According to Beebe, Beebe and Ivy, “. . . human communication is the process of making sense out of the world and sharing that sense with others by creating meaning through the use of verbal and nonverbal messages.” This is one of many definitions for human communication. Consider that we almost always have problems with definitions. Take Christianity for example: many in the United States point to the Bible as the core document in their beliefs, but somehow they have come up with different definitions for their religions. We have to assume that if anyone were attempting to build the best possible definition it would be the founders of these denominations.

In discussions we do exactly the same thing. We can establish a basic definition from which our contributions to any discussion are drawn. Put another way, we decide what we think and then discuss from that position. In daily life application, probably all of us have had this experience. Mom asks us to clean our rooms. You set out to clean the room and in five minutes are finished. Mom comes by the room and says, “When are you going to clean your room?” Clearly there are different definitions of “clean” in those two minds.

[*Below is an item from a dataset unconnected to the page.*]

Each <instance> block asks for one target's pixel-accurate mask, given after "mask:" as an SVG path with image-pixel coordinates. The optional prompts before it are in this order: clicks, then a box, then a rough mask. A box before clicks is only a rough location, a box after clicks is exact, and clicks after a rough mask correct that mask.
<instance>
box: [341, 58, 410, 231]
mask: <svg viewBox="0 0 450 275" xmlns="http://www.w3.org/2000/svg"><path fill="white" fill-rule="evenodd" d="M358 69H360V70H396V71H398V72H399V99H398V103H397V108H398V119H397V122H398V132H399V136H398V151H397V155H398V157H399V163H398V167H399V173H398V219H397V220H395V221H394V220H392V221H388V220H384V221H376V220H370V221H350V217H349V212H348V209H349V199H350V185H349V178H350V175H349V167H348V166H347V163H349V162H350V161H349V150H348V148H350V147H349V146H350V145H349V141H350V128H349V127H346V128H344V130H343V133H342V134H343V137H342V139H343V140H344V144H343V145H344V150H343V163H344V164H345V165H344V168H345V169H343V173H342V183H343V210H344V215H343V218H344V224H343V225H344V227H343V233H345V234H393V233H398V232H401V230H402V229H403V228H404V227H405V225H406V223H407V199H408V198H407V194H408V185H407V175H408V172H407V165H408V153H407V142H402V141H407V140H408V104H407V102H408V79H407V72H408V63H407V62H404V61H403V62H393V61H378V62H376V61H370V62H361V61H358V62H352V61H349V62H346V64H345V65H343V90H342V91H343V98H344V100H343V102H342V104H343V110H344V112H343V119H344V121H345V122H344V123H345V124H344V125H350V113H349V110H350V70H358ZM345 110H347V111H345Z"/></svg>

Unfortunately, since we are all different and have had different experiences, we will always find that the starting point or definition in our mind is different from the starting point in the mind of others. For that reason, the definition above will be the one that should be used in discussions with classmates during the quarter. The definition is one of many possible definitions and should not be considered the best or only.

One last thought, words, like everything else, have to be defined by experience, real or vicarious. Each of us have had different experiences and that means that the words in our head don’t mean the same thing to everyone. They don’t even mean the same things to us over the years.

Communication is tough. To be successful each of us must spend a great deal of energy and time examining the communication process.